Wer sein Eigenheim energetisch sanieren möchte, denkt oftmals spontan zuerst an eine neue Heizung. Energieexperten raten allerdings zu einer anderen Reihenfolge.
Denn nur wer Schritt für Schritt vorgeht, erzielt langfristig die besten Ergebnisse – für den eigenen Geldbeutel ebenso wie für den Klimaschutz.
Grundsätzlich gilt: Zuerst wird die Gebäudehülle optimiert, danach die Haustechnik. Wenn durch alte Fenster und schlecht gedämmte Fassaden wertvolle Wärme entweicht, kann auch die modernste Heizung nicht effizient arbeiten. Deshalb sollten Immobilienbesitzer zunächst Dach, Fassade und Fenster auf den neuesten Stand bringen.
Erst im letzten Schritt ist die Heizungsmodernisierung sinnvoll. Die Anlage kann dann gegebenenfalls deutlich kleiner dimensioniert werden, da der Energiebedarf bereits spürbar gesenkt wurde.
Fenster spielen eine zentrale Rolle für die Energieeinsparung. Moderne Modelle reduzieren den Verlust im Vergleich etwa zu alten Holzfenstern um bis zu 76 Prozent. Das macht sich direkt auf der Heizkostenabrechnung bemerkbar.
Zusätzlich steigt der Wohnkomfort: Räume bleiben im Winter warm und im Sommer angenehm kühl. Das Ergebnis ist ein einladender Raum, der selbst an heißen Sommertagen angenehm temperiert bleibt. Dadurch reduzieren sich auch die Stromkosten für Klimaanlagen.
Auch der Schallschutz wird dank moderner Fenster mit Dreifachverglasung optimiert. Lärm von der Straße oder der näheren Umgebung des Hauses tritt hörbar in den Hintergrund. So schaffen Sanierer eine ruhige Wohlfühloase in den eigenen vier Wänden. Ein weiterer Vorteil von modernen Fenstern und Türen ist der gesteigerte Einbruchschutz.
Neben der direkten Kostenersparnis beim Heizen und Klimatisieren leisten Sanierer einen wichtigen Beitrag zum Klimaschutz: Weniger Energieverbrauch bedeutet weniger CO2-Ausstoß. Zudem steigern moderne Fenster und eine effiziente Gebäudehülle den Wert der Immobilie.

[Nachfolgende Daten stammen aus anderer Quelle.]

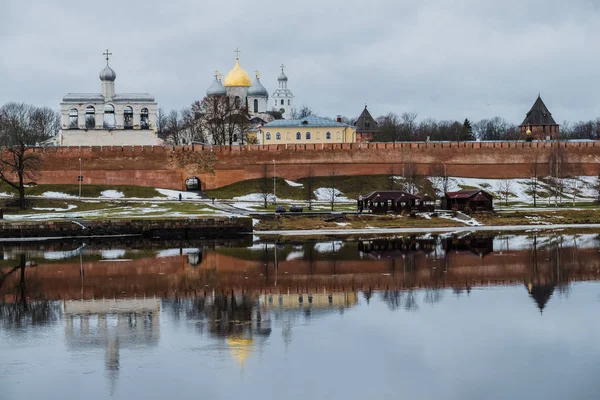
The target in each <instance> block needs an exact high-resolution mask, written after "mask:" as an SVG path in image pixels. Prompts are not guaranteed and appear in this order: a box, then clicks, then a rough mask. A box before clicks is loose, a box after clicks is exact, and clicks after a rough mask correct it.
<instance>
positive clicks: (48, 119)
mask: <svg viewBox="0 0 600 400" xmlns="http://www.w3.org/2000/svg"><path fill="white" fill-rule="evenodd" d="M31 124H32V128H33V130H34V131H36V132H38V135H39V139H38V140H40V141H43V140H46V139H50V138H51V137H54V136H56V135H58V131H59V130H60V114H59V113H58V112H56V111H54V110H53V109H51V108H49V107H39V108H34V109H33V111H32V113H31Z"/></svg>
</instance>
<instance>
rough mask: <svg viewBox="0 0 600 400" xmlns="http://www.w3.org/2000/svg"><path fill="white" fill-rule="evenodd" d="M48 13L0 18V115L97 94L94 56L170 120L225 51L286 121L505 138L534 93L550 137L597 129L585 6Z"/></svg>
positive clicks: (483, 3)
mask: <svg viewBox="0 0 600 400" xmlns="http://www.w3.org/2000/svg"><path fill="white" fill-rule="evenodd" d="M53 3H54V4H50V2H44V1H41V0H27V1H18V2H17V1H10V3H8V4H3V5H2V6H1V11H2V12H1V13H0V22H1V23H0V33H1V38H0V51H1V52H2V54H3V57H2V60H1V61H0V76H2V80H1V82H2V87H1V89H0V103H5V102H8V101H23V102H28V103H32V104H36V105H40V106H41V105H43V106H49V107H52V108H53V109H56V110H58V106H59V103H60V101H61V99H62V97H63V96H64V95H65V94H67V93H69V92H79V93H80V92H99V91H100V81H99V79H98V73H99V71H100V70H101V69H102V68H103V66H104V63H105V61H104V58H103V55H102V53H103V52H104V51H105V49H106V48H108V49H110V51H111V52H112V53H113V56H112V58H111V61H110V64H111V66H112V67H113V69H115V71H116V72H117V80H116V90H117V92H147V93H151V94H152V95H154V96H155V98H156V100H157V102H158V104H159V107H161V108H163V109H165V110H169V109H180V108H182V107H184V106H188V105H189V104H191V103H192V102H193V101H195V100H200V99H202V98H203V97H204V94H205V91H206V89H207V88H208V87H209V86H210V84H211V81H212V79H214V77H213V75H214V71H215V70H216V69H217V70H219V71H220V73H221V74H223V75H225V74H227V72H228V71H229V70H230V69H231V68H232V67H233V65H234V63H235V53H234V50H235V48H236V47H239V48H240V49H241V53H240V64H241V66H242V67H243V68H244V69H245V70H246V71H247V72H248V73H249V74H250V75H251V76H253V75H254V71H255V70H259V71H260V73H261V82H262V83H263V85H264V86H265V87H266V88H267V90H268V91H269V93H270V94H271V95H272V93H273V91H274V90H275V89H276V88H277V76H278V75H279V72H280V68H279V65H280V64H282V63H283V64H285V66H286V67H285V72H286V74H287V76H288V77H289V83H288V87H289V88H290V89H291V90H292V91H293V93H294V95H295V102H296V108H299V107H300V106H302V105H308V106H309V107H311V108H312V109H313V111H314V112H315V113H317V114H319V115H323V116H329V117H333V116H335V115H336V114H342V115H345V116H348V117H355V116H357V115H358V114H359V113H360V112H361V111H362V109H363V108H364V106H365V104H367V105H368V106H369V110H370V111H371V113H372V114H373V116H380V115H384V114H386V113H388V112H395V113H397V114H401V113H403V112H416V113H418V119H420V120H421V119H424V118H429V117H431V118H435V119H439V120H444V119H456V120H459V121H460V120H463V119H464V118H469V119H471V120H475V121H476V120H479V119H482V118H492V117H494V116H501V117H503V118H505V119H506V120H507V121H509V122H511V123H514V124H519V123H521V122H522V120H523V119H524V117H525V113H526V112H527V111H528V110H529V108H530V107H531V105H532V104H533V102H534V101H535V99H536V97H537V95H538V92H540V93H541V95H542V98H543V99H544V102H545V103H546V105H547V106H548V108H549V109H550V111H551V112H552V114H553V116H554V118H555V120H556V121H557V122H558V123H562V122H563V121H565V120H567V121H572V122H574V121H579V120H589V119H596V118H597V117H599V116H600V100H599V99H598V96H597V94H596V93H598V92H599V91H600V90H599V89H600V84H599V83H598V80H597V79H595V78H596V74H597V72H596V71H597V69H598V68H597V64H598V56H597V55H596V54H597V53H598V51H596V50H597V48H598V45H597V40H595V39H596V38H597V37H599V36H600V35H599V34H600V24H598V23H597V20H598V17H599V16H600V15H599V14H600V4H598V3H595V2H593V1H591V0H574V1H572V2H570V3H569V4H568V5H566V4H564V3H563V2H561V1H558V0H552V1H543V2H542V1H541V0H530V1H524V2H521V1H516V0H506V1H502V2H500V1H494V2H493V4H487V3H488V2H479V1H475V0H464V1H457V2H454V3H453V4H450V2H447V1H443V0H430V1H424V2H422V3H421V4H419V5H415V4H413V2H408V1H397V2H395V1H388V0H374V1H371V2H348V1H345V2H342V1H339V0H329V1H327V2H317V1H313V0H308V1H305V2H304V3H302V5H301V6H291V5H290V4H282V3H281V2H277V1H273V0H267V1H260V2H244V1H239V0H233V1H231V2H229V3H228V4H227V5H222V4H214V3H204V2H196V1H193V0H173V1H171V2H169V3H168V4H167V3H166V2H165V3H164V4H163V3H149V2H143V1H140V0H133V1H128V2H127V3H126V4H125V2H123V3H121V2H117V1H114V0H105V1H104V2H102V8H100V7H99V6H97V5H95V4H93V3H81V4H78V3H72V2H66V1H62V0H61V1H57V2H53ZM270 100H271V99H270ZM269 104H271V103H269Z"/></svg>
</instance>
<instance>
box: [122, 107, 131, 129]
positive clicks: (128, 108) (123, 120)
mask: <svg viewBox="0 0 600 400" xmlns="http://www.w3.org/2000/svg"><path fill="white" fill-rule="evenodd" d="M123 128H125V129H133V108H131V107H129V106H127V107H125V108H124V109H123Z"/></svg>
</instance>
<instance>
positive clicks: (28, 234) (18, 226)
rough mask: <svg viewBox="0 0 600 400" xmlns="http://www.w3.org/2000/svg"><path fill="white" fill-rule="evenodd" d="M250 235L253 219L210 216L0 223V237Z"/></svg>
mask: <svg viewBox="0 0 600 400" xmlns="http://www.w3.org/2000/svg"><path fill="white" fill-rule="evenodd" d="M251 232H252V219H251V218H245V217H210V218H186V219H181V218H179V219H120V220H116V219H113V220H76V219H74V220H68V221H35V222H34V221H18V222H11V221H2V222H1V223H0V238H1V239H4V240H5V241H6V240H10V239H16V240H23V239H24V238H68V237H98V236H101V237H102V236H104V237H106V236H121V235H122V236H133V235H137V236H141V237H144V238H160V239H165V238H166V239H193V238H201V237H223V236H236V235H240V234H247V233H251Z"/></svg>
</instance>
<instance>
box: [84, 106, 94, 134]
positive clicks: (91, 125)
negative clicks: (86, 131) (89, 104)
mask: <svg viewBox="0 0 600 400" xmlns="http://www.w3.org/2000/svg"><path fill="white" fill-rule="evenodd" d="M95 127H96V109H95V108H94V107H92V106H87V108H86V109H85V128H86V129H94V128H95Z"/></svg>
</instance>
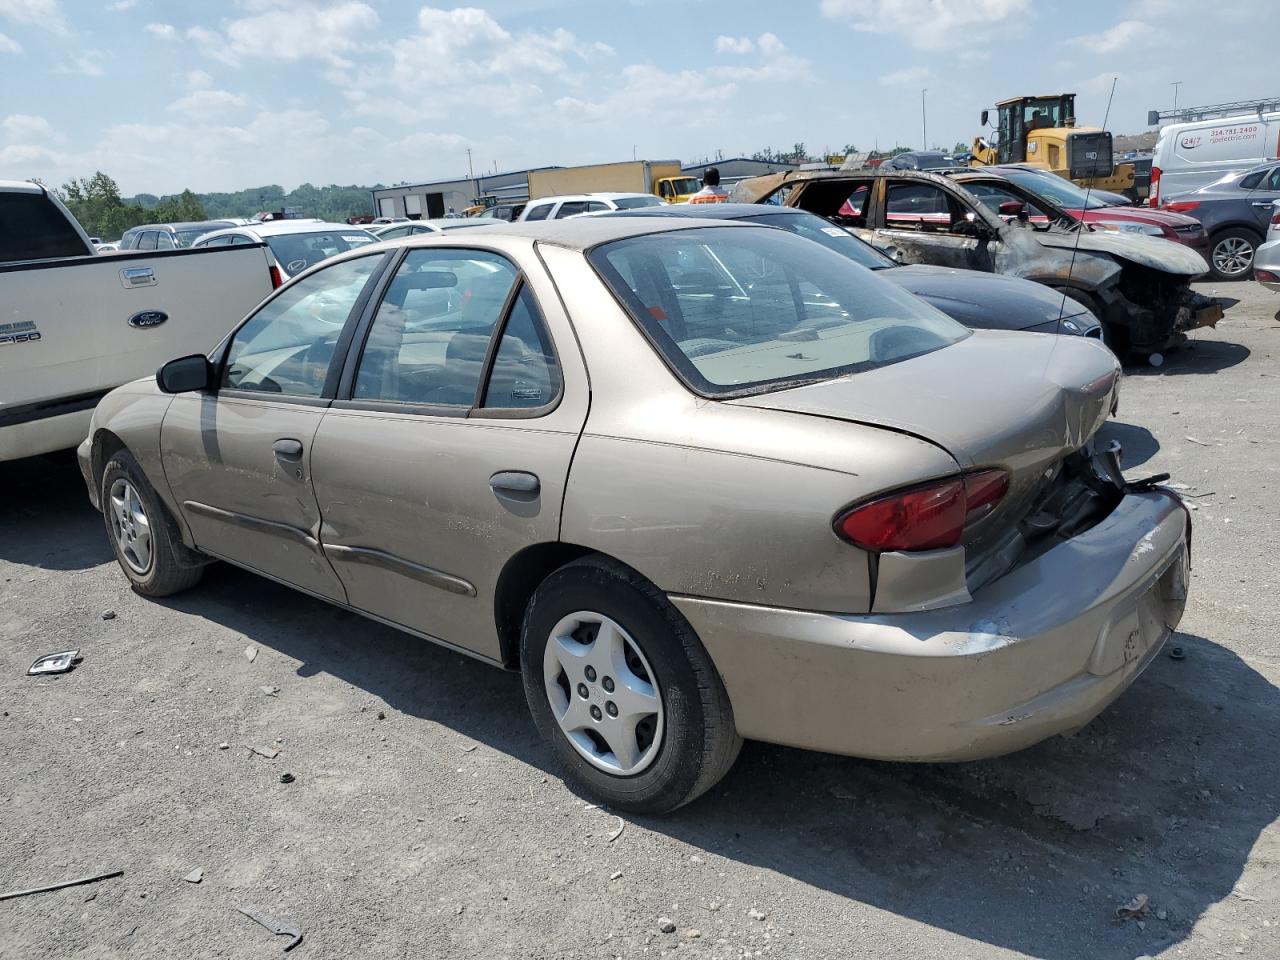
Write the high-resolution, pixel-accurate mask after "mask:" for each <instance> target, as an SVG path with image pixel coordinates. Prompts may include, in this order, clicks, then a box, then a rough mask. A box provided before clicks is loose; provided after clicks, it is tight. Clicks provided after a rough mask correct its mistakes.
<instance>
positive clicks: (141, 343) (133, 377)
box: [0, 180, 271, 461]
mask: <svg viewBox="0 0 1280 960" xmlns="http://www.w3.org/2000/svg"><path fill="white" fill-rule="evenodd" d="M270 292H271V276H270V273H269V270H268V259H266V251H265V248H264V247H262V244H261V243H257V244H248V246H238V247H215V248H211V250H197V251H192V250H165V251H128V252H123V253H111V255H104V256H99V255H97V253H96V252H95V250H93V244H92V243H90V238H88V236H87V234H86V233H84V230H83V229H82V228H81V225H79V224H78V223H77V221H76V218H74V216H72V215H70V212H69V211H68V210H67V207H64V206H63V205H61V204H60V202H59V201H58V198H56V197H55V196H52V195H51V193H50V192H49V191H46V189H45V188H44V187H41V186H40V184H38V183H27V182H22V180H0V461H5V460H17V458H19V457H32V456H36V454H41V453H52V452H54V451H60V449H68V448H72V447H76V445H77V444H78V443H79V442H81V440H83V439H84V435H86V433H87V430H88V424H90V417H91V415H92V411H93V407H95V406H96V404H97V401H99V399H100V398H101V397H102V396H104V394H106V393H108V392H109V390H111V389H114V388H116V387H119V385H120V384H124V383H128V381H129V380H136V379H138V378H140V376H147V375H148V374H154V372H155V370H156V369H157V367H159V366H160V365H161V364H165V362H166V361H169V360H173V358H174V357H179V356H183V355H184V353H197V352H201V351H205V349H209V348H211V347H214V346H215V344H216V343H218V342H219V340H220V339H221V338H223V335H224V334H225V333H227V332H228V330H229V329H230V328H232V326H234V325H236V323H238V321H239V320H241V319H242V317H243V316H244V315H246V314H247V312H248V311H250V310H251V308H252V307H255V306H256V305H257V303H259V302H260V301H261V300H262V298H264V297H266V296H268V294H269V293H270Z"/></svg>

Das ist ein Vorteil sowohl für die Altersvorsorge als auch für einen möglichen späteren Hausverkauf.
Wenden Sie sich für diese Maßnahme an die Handwerker der Region. Diese führen den Tausch der Fenster schnell und professionell aus.
Bevor Sie mit den Dämmmaßnahmen beginnen, sollten Sie Ihr Haus auf Feuchtigkeit überprüfen. Feuchte Keller oder Wände, Schimmel und stickige Luft stellen in vielen älteren Gebäuden ein vertrautes Problem dar.
Wo früher kaum gedämmt und selten geheizt wurde, kann sich Feuchtigkeit in Wänden und Böden ansammeln. Diese kann die Bausubstanz nachhaltig schädigen und obendrein das Wohnklima und die eigene Gesundheit dauerhaft belasten. Auch ein regelmäßiges Lüften durch Kellerfenster hilft häufig nur begrenzt, da die Außenluft vor allem im Sommer mehr Feuchtigkeit mitbringt, als sie abführen kann. Eine professionelle Trockenlegung und anschließende Abdichtung der gefährdeten Stellen sollte daher an erster Stelle stehen. Im nächsten Schritt wird das Raumklima durch die passende Dämmung spürbar verbessert.